Building 22, former Joiner's Shop, including chimney and rebuilt boiler house (building 16) is a Grade II* listed building in the Barnsley local planning authority area, England. First listed on 4 December 1986. A C19 Workshop, engine house. 2 related planning applications.
Building 22, former Joiner's Shop, including chimney and rebuilt boiler house (building 16)
- WRENN ID
- tall-belfry-snow
- Grade
- II*
- Local Planning Authority
- Barnsley
- Country
- England
- Date first listed
- 4 December 1986
- Type
- Workshop, engine house
- Source
- Historic England listing
Description
Workshop with integral engine house, 1850s for Earl Fitzwilliam. Renovated 1990 as part of Elsecar Heritage Centre.
MATERIALS: well-dressed, coursed sandstone generally with deep horizontal tooling, inner-wall facing in brick. Welsh slate roofs.
PLAN: the northern bay was divided-off internally to form the engine house, now forming a stairwell, the boiler house and chimney being attached to the north. The upper floor is accessed via an external stair to the southern end. The ground floor also accessed at the southern end, but there are also wide-arched opposed entrances in the side walls.
EXTERIOR: the building is of two storeys, being hipped, three bays wide, eight bays long, the northern bay (engine house) being wider, abutting the south-western corner of the Fitting Shop. There are string courses at first-floor and eaves height. Windows are regularly spaced and have slab lintels and projecting sills, most having diamond lattice iron window frames. The arched entrances to the ground floor are basket-arched with voussoirs, the keystone being iron plated, the arches occupy the central three bays of the workshop section of the building.

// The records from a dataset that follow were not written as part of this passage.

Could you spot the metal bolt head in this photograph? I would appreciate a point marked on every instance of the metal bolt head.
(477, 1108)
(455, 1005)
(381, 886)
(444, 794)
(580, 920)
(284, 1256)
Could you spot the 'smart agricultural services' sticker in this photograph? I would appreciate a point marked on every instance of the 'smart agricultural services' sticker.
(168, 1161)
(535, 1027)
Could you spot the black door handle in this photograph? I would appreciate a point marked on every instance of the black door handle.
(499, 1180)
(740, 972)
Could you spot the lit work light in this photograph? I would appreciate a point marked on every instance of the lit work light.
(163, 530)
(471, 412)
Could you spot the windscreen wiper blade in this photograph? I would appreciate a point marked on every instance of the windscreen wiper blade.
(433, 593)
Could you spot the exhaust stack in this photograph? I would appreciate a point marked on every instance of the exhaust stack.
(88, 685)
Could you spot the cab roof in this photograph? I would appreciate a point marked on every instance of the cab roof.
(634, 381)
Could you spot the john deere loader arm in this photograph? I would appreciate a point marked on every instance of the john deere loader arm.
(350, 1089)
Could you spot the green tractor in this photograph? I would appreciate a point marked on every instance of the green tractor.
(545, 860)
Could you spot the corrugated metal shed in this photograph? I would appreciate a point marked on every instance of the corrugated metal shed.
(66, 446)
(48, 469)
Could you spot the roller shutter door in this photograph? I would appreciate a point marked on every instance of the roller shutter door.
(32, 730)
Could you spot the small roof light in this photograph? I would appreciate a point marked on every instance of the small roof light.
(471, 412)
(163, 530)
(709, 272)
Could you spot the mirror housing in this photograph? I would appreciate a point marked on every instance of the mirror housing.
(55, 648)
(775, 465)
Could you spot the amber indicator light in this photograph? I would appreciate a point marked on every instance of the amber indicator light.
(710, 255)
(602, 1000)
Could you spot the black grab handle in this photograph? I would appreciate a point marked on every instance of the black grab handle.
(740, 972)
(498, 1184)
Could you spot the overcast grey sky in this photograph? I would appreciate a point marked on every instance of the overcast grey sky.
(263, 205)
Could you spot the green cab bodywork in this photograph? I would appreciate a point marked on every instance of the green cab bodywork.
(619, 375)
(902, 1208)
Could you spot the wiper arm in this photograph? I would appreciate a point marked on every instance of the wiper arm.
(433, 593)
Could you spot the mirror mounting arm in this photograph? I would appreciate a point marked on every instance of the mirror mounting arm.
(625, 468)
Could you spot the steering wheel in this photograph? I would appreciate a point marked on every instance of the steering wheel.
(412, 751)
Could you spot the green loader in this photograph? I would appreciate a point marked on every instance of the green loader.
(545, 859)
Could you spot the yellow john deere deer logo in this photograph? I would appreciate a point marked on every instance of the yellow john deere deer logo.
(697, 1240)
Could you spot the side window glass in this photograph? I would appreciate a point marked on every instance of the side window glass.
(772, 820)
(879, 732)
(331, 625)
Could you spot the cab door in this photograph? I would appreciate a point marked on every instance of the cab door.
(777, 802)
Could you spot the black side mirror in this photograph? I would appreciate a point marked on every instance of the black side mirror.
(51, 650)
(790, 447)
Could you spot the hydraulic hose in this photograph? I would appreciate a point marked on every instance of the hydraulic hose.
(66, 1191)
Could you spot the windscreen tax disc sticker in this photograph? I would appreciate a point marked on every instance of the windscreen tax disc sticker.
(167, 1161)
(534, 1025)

The eastern elevation has a round arched window to the first-floor of the engine house bay, reduced from a doorway. Below is an inserted doorway. Near central to the eastern elevation is an inserted first-floor taking-in door complete with a winch. The southern end elevation has a cantilevered stone staircase leading up to the central first-floor doorway which has a round-arched fanlight. The openings to the ground floor on the eastern side are blocked internally.
INTERIOR: the ground floor retains cast and wrought iron fittings attached to the ceiling beams. Exposed on the upper floor, within the partition wall that divides off the northernmost bay (the former engine house) is a low-set, arched opening that is now blocked (most likely formerly used for a belt or rope drive connected to the engine). Set higher in the same wall to the west is a lever mechanism which may have allowed part of the power-train to be disconnected from the engine. A number of timber hooks are fixed to the exposed queen post roof structure.
SUBSIDIARY ITEMS: the boiler chimney abuts the northern wall of the building, also abutting the nave wall of the adjacent Fitting Shop. This is stone-built and has a tall square base rising to a cornice that is just below the eaves line of the Joiners’ Shop. It then rises as a gently tapering octagonal shaft to a bold, corniced cap. Wrapping around the base of the chimney, in-filling the space between the Joiners’ Shop and the aisle to the Fitting Shop is a single-storey, gabled building that is a toilet block built around 1990 approximating the form of the original boiler house.